The innate immune system plays a critical role in the defense of areas exposed to microorganisms. There is an increasing body of evidence indicating that antimicrobial peptides and proteins (APs) are one of the most important weapons of this system and that they make up the protective front for the respiratory tract. On the other hand, it is known that pathogenic organisms have developed countermeasures to resist these agents such as reducing the net negative charge of the bacterial membranes. Here we report the characterization of a novel mechanism of resistance to APs that is dependent on the bacterial capsule polysaccharide (CPS). Klebsiella pneumoniae CPS mutant was more sensitive than the wild type to human neutrophil defensin 1, beta-defensin 1, lactoferrin, protamine sulfate, and polymyxin B. K. pneumoniae lipopolysaccharide O antigen did not play an important role in AP resistance, and CPS was the only factor conferring protection against polymyxin B in strains lacking O antigen. In addition, we found a significant correlation between the amount of CPS expressed by a given strain and the resistance to polymyxin B. We also showed that K. pneumoniae CPS mutant bound more polymyxin B than the wild-type strain with a concomitant increased in the self-promoted pathway. Taken together, our results suggest that CPS protects bacteria by limiting the interaction of APs with the surface. Finally, we report that K. pneumoniae increased the amount of CPS and upregulated cps transcription when grown in the presence of polymyxin B and lactoferrin.

FIG. 1.

Role of CPS in the resistance to antimicrobial peptides and proteins. Survival of bacteria (percentage of colony counts of cells not exposed to the agents) with different amounts of HNP-1 (A), HBD1 (B), lactoferrin (C), protamine sulfate (D), and polymyxin B (E). Each point represents the mean and standard deviation of eight samples from four independently grown batches of bacteria, and significant survival differences between 52145 and 52K10 are indicated by asterisks. Symbols: •, K. pneumoniae 52145; ▵, K. pneumoniae 52O21; ○, K. pneumoniae 52K10.

FIG. 2.

Role of CPS and O antigen in the resistance to antimicrobial peptides. (A) Survival of bacteria (percentage of the colony counts of cells not exposed to polymyxin B) after incubation with 1 U of polymyxin B/ml. Error bars display the standard deviation from the mean of three experiments, each one run in duplicate. Also shown are the CPS serotype, the amount of capsule bound to the cell surface, and whether the strains tested express O antigen. (B) Survival of bacteria (percentage of colony counts of cells not exposed to polymyxin B) after incubation with different amounts of polymyxin B. Each point represents the mean and standard deviation of four samples from two independently grown batches of bacteria. Symbols: •, K. pneumoniae USA0352/78 (wild-type strain); ○, K. pneumoniae USA0352/78-3 (CPS mutant).

FIG. 3.

CPS affects the self-promoted pathway.
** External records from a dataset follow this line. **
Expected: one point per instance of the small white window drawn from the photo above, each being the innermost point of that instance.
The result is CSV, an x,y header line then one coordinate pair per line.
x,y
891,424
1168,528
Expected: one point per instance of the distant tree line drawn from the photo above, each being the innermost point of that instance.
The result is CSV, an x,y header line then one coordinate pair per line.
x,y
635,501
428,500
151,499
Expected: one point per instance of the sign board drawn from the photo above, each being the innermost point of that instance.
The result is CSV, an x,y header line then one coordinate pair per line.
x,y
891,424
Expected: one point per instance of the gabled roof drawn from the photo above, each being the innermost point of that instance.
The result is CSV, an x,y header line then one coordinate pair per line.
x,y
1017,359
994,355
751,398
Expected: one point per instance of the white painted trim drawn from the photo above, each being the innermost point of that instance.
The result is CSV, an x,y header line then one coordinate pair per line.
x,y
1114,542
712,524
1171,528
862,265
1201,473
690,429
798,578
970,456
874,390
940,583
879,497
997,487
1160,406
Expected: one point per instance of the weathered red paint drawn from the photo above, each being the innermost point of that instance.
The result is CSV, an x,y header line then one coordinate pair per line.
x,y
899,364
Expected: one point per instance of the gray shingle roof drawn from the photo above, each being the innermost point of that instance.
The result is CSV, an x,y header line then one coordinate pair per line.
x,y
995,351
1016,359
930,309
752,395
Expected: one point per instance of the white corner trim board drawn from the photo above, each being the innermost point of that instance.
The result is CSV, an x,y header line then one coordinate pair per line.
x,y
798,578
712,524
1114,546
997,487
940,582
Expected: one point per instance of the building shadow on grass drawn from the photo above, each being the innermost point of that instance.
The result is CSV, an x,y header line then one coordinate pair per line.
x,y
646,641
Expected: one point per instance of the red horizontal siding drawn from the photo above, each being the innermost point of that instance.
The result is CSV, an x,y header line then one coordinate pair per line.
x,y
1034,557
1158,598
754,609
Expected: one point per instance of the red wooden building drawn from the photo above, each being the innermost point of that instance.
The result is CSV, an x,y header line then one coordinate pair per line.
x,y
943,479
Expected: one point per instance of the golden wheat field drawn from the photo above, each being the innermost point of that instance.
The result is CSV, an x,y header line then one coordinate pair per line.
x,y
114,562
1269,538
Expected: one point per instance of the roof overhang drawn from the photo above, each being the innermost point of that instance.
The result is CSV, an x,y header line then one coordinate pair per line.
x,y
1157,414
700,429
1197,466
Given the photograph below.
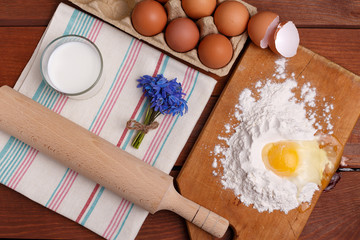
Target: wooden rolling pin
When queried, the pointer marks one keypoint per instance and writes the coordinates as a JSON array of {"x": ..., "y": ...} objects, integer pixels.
[{"x": 99, "y": 160}]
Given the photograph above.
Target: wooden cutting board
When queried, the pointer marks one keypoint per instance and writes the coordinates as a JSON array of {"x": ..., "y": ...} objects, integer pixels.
[{"x": 196, "y": 180}]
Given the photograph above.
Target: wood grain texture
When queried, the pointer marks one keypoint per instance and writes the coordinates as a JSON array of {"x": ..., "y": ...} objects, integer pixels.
[
  {"x": 339, "y": 215},
  {"x": 196, "y": 180},
  {"x": 308, "y": 13},
  {"x": 21, "y": 26}
]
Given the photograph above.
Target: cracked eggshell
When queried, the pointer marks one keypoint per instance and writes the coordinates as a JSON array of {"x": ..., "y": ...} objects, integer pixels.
[
  {"x": 285, "y": 40},
  {"x": 261, "y": 26}
]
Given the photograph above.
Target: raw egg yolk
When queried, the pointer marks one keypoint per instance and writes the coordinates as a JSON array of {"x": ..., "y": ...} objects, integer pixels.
[{"x": 281, "y": 158}]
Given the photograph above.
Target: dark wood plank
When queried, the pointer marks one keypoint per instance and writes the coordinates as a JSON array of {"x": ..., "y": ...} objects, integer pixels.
[
  {"x": 27, "y": 13},
  {"x": 335, "y": 216},
  {"x": 17, "y": 44},
  {"x": 308, "y": 13}
]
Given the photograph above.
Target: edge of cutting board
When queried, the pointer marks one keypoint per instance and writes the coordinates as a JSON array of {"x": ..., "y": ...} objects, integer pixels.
[{"x": 183, "y": 179}]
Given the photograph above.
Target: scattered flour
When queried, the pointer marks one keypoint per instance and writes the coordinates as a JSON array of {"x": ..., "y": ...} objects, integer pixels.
[{"x": 274, "y": 116}]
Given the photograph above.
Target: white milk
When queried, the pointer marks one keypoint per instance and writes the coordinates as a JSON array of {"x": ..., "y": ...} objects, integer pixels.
[{"x": 73, "y": 67}]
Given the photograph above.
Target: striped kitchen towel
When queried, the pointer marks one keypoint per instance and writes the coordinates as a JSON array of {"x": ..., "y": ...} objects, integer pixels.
[{"x": 64, "y": 191}]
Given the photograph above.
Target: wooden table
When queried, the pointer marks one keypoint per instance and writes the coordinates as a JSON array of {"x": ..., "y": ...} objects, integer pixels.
[{"x": 328, "y": 27}]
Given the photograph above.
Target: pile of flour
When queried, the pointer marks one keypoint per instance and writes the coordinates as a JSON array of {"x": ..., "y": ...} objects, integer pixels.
[{"x": 269, "y": 113}]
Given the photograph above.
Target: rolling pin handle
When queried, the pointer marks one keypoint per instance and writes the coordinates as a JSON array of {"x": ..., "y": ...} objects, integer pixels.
[{"x": 194, "y": 213}]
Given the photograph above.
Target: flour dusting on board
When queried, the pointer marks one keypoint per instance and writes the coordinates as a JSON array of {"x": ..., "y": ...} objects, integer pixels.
[{"x": 270, "y": 112}]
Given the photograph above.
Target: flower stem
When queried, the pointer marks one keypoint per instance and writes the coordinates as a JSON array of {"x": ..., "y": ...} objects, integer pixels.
[{"x": 150, "y": 116}]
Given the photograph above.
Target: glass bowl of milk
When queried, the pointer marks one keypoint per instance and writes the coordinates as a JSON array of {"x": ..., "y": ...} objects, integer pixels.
[{"x": 73, "y": 65}]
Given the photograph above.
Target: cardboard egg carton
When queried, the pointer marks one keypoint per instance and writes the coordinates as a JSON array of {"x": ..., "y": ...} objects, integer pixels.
[{"x": 118, "y": 13}]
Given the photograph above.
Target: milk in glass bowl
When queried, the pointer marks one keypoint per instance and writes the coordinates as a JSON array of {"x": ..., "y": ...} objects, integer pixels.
[{"x": 73, "y": 65}]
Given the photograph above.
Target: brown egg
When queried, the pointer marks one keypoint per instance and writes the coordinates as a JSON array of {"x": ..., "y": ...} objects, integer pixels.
[
  {"x": 198, "y": 8},
  {"x": 149, "y": 17},
  {"x": 182, "y": 34},
  {"x": 261, "y": 26},
  {"x": 231, "y": 18},
  {"x": 215, "y": 51}
]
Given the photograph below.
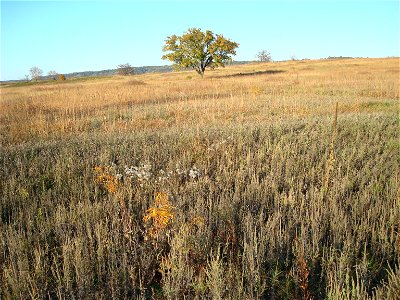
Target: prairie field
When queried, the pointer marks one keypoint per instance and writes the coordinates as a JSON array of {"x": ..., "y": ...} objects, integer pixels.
[{"x": 260, "y": 181}]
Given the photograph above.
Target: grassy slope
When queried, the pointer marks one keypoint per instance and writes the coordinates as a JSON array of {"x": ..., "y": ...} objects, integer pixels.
[{"x": 286, "y": 204}]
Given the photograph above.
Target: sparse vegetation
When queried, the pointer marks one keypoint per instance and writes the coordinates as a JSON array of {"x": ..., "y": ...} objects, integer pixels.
[
  {"x": 248, "y": 184},
  {"x": 35, "y": 73}
]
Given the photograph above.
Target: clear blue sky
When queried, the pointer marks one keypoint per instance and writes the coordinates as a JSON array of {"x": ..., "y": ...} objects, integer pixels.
[{"x": 95, "y": 35}]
Effect of polymyxin B on the permeability of the OM determined as SDS-induced lysis (A), lysozyme-induced lysis (B), and NPN partition (C). In the absence of polymyxin B, K. pneumoniae 52145 took up more NPN (17,560 ± 200 RLU) than K. penumoniae 52K10 (10,450 ± 200 RLU). Each point represents the mean and standard deviation of four samples from two independently grown batches of bacteria, and significant differences between 52145 and 52K10 are indicated by asterisks. Symbols: •, K. pneumoniae 52145; ○, K. pneumoniae 52K10.

FIG. 4.

CPS affects the binding of polymyxin B to the cell surface. Binding of polymyxin B to purified OMs (A), purified LPSs (B), and bacteria (C) is shown. Each point represents the mean and standard deviation (covered by the symbol) of four samples, and significant differences between 52145 and 52K10 are indicated by asterisks. Symbols: •, K. pneumoniae 52145; ○, K. pneumoniae 52K10.